After the operation, the patient was moved to the postanesthesia care unit (PACU). Once the patient’s blood pressure and heart rate were normal and the anesthesia level was T6 or below, an intravenous analgesia pump (Aipeng, Nantong Apon Medical Devices Co., Ltd.) was connected, and the patient was instructed with regard to its proper use. Analgesics given via patient-controlled intravenous analgesia (PCIA) included sufentanil 150 µg and ondansetron 4 mg diluted in saline to 150 mL. The background dose was 3 mL/h, with a bolus dose of 3 mL and a lock-out time of 15 minutes. The anesthesia nurse involved in the study recorded the use of the postoperative analgesia pump (sufentanil consumption and number of PCA compressions [reflecting maternal needs]) as well as adverse reactions such as nausea, vomiting, and itching. Patients with nausea and vomiting were given ondansetron (4 mg, iv), which was repeated as needed. Moreover, a visual analog scale (VAS, 0 cm ~10 cm) was used to assess pain during rest and activity 6 and 24 hours after the operation. In addition, patient satisfaction with the postoperative analgesia was evaluated as 1 (very dissatisfied), 2 (dissatisfied), 3 (neither dissatisfied nor satisfied), 4 (satisfied), or 5 (very satisfied). Patients were excluded from this study if general anesthesia or intraoperative intravenous opioids were used, if they underwent hysterectomy due to bleeding or other reasons, if they discontinued the analgesia pump for any reason, or if they asked to be withdrawn from the study early.
Statistical analysis
The primary endpoint was sufentanil consumption 6 hours after the operation. The secondary endpoints included sufentanil consumption 24 hours after the operation, the frequency of PCA press 6 and 24 hours after the operation, the VAS score, adverse reactions during postoperative analgesia administration, and patient satisfaction with postoperative analgesia. The Kolmogorov-Smirnov test was performed to determine whether the data displayed a normal distribution. Normally distributed measurement data were expressed as means±standard deviations and analyzed with an independent-samples t-test. Categorical data (e.g., nausea, vomiting, and itching) were analyzed using Fisher's exact test. SPSS v22.0 (SPSS Inc., Chicago IL, USA) was used for all analyses, and P < 0.05 was considered as significant. A multivariate covariance analysis was done to eliminate the offset effect of the statistically significant variables between the two groups on the results.
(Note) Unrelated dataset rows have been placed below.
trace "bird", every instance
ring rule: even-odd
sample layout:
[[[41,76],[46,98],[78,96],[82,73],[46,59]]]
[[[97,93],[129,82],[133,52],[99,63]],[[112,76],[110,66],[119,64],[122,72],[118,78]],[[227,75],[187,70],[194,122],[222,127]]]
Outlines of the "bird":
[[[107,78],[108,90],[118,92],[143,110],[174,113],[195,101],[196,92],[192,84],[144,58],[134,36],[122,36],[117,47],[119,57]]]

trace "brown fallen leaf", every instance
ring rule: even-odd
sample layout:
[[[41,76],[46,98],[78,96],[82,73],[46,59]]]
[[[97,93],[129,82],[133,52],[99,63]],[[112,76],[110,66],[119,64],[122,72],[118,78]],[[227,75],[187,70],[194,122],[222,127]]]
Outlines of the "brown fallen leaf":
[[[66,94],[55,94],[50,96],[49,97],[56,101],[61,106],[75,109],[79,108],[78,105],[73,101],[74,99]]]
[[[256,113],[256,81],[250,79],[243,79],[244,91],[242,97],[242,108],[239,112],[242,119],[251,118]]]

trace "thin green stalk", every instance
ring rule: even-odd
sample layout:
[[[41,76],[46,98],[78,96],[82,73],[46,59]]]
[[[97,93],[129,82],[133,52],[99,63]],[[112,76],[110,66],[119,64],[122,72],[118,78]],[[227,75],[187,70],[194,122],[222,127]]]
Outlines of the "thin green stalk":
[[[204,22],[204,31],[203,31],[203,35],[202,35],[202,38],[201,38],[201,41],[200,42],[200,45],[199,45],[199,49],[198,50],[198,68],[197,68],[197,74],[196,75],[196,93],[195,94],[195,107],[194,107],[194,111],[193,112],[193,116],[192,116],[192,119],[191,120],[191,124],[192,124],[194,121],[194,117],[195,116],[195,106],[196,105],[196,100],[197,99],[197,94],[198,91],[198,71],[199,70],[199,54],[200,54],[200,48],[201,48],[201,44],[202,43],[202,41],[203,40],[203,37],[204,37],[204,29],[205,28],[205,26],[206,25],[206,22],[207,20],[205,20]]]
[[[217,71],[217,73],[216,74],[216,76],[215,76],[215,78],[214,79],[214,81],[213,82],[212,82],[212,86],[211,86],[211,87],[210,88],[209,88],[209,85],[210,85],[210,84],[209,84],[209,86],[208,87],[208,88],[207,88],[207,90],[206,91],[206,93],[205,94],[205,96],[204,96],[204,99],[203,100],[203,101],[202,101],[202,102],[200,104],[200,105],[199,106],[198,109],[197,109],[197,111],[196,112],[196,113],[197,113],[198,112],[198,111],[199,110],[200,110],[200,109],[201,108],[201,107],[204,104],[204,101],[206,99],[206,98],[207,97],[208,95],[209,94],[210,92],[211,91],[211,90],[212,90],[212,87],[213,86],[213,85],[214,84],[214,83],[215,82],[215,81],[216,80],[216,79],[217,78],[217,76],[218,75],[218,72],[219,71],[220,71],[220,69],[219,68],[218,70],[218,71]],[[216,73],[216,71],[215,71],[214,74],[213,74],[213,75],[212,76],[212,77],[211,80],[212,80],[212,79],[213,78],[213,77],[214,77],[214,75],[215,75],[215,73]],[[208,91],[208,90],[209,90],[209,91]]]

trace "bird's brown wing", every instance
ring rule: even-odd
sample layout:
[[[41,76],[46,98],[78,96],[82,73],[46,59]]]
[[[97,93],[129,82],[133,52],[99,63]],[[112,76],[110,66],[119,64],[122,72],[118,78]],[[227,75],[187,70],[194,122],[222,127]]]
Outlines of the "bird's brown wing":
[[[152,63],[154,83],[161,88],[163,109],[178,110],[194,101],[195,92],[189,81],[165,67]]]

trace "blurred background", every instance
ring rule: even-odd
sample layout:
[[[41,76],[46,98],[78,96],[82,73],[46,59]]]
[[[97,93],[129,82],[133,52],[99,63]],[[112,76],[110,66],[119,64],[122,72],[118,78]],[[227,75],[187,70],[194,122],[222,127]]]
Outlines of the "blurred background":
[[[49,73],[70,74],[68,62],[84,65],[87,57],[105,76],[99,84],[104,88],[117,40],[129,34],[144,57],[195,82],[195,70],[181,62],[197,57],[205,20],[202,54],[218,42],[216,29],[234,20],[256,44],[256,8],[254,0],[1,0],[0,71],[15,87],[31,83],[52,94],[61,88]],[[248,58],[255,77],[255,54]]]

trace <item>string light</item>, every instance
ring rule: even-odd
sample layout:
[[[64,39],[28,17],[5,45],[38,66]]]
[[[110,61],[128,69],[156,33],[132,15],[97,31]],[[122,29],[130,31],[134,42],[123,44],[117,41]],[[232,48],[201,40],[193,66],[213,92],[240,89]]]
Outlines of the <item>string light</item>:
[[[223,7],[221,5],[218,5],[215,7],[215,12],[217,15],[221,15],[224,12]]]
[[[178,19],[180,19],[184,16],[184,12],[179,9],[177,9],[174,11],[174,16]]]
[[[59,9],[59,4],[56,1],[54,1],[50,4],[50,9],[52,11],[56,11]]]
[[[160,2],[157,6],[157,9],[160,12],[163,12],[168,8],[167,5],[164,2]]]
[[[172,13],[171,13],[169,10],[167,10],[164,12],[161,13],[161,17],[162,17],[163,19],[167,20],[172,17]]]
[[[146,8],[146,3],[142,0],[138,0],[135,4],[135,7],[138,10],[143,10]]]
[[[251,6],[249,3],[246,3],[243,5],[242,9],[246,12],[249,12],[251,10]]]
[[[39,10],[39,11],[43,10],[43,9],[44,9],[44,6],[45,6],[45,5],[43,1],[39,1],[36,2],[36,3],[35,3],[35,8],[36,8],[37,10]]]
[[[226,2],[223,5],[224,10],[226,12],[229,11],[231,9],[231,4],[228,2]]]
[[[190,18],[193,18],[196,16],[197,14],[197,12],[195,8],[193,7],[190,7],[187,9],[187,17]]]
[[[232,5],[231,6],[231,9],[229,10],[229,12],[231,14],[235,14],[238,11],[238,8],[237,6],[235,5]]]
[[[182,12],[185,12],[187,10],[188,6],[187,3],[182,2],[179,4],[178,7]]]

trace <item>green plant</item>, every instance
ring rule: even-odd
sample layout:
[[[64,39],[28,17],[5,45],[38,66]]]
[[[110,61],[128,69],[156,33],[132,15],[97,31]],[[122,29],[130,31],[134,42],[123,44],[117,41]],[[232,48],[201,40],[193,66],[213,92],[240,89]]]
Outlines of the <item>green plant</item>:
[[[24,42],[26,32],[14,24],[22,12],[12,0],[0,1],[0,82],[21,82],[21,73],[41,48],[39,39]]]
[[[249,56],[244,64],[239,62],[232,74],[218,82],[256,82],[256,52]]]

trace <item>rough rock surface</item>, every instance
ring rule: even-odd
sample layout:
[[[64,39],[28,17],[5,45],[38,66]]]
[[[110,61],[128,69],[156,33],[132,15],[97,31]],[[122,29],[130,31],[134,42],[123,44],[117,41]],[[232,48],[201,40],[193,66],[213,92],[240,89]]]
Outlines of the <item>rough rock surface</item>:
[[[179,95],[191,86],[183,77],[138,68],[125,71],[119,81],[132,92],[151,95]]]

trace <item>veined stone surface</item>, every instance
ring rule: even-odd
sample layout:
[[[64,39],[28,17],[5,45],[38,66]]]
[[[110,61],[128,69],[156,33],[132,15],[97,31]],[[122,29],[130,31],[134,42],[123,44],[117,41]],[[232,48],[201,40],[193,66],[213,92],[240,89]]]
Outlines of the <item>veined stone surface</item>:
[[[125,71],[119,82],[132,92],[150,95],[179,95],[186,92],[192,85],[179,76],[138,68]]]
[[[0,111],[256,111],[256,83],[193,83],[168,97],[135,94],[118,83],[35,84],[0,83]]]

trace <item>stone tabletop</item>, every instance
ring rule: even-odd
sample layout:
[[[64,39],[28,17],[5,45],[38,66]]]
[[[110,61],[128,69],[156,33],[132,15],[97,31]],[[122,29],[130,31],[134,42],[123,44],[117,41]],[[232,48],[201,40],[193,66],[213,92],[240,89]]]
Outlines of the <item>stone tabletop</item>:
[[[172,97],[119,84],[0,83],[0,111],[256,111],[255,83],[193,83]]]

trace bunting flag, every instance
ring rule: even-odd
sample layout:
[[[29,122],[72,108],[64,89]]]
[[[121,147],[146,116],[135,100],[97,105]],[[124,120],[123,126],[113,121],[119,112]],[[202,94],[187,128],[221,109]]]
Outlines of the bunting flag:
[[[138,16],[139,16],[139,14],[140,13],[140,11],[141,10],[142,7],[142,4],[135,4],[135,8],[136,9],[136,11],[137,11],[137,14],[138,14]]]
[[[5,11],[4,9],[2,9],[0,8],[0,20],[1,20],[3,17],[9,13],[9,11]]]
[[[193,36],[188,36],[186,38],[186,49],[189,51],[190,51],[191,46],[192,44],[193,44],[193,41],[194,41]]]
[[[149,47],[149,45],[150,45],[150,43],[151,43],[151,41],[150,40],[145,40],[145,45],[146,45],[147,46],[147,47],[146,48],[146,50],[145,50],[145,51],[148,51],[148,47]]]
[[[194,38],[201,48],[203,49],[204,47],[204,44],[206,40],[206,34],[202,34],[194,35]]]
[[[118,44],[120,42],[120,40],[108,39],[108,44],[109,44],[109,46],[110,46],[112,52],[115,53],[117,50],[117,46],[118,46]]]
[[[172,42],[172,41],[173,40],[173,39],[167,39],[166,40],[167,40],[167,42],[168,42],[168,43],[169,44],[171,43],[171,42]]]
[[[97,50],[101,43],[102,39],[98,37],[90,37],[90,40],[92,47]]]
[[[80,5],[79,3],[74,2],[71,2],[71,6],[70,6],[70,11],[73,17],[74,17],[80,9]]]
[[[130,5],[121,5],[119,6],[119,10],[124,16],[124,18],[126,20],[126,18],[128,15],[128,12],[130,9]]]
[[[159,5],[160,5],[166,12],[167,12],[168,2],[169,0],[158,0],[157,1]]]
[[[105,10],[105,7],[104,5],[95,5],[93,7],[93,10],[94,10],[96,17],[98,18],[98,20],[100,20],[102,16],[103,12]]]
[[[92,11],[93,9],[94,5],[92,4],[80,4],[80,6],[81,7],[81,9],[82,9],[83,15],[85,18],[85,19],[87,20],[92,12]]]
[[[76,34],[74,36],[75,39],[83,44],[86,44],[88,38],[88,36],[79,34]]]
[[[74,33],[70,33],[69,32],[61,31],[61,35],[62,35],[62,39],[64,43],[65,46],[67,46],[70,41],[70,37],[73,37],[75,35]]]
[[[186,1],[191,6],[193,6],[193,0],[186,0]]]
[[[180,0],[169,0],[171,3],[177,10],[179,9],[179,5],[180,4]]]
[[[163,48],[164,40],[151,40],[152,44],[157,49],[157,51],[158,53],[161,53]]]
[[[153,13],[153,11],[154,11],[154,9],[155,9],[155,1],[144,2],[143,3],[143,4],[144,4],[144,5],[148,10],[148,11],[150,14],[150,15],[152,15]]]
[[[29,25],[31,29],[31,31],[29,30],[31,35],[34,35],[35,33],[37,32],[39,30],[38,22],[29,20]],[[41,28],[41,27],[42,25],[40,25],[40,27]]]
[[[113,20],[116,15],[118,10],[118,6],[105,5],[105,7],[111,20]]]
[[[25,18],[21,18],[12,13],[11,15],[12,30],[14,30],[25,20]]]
The primary endpoint was sufentanil consumption 6 hours after the operation. We referenced a previous studythat used the same analgesia regimen as that in this study to estimate the necessary sample size[10], knowing that NGDM patients used 15.8 ± 6.3 µg of sufentanil 6 hours after the operation. We determined that the difference between GDM patients and NGDM patients must be at least 20% (4.6 µg) to reach clinical importance. With two-tailed tests, α=0.05 and β=0.2, and at least 29 patients were required for each group. Ultimately, 32 patients were included in each group, allowing for a 10% attrition rate.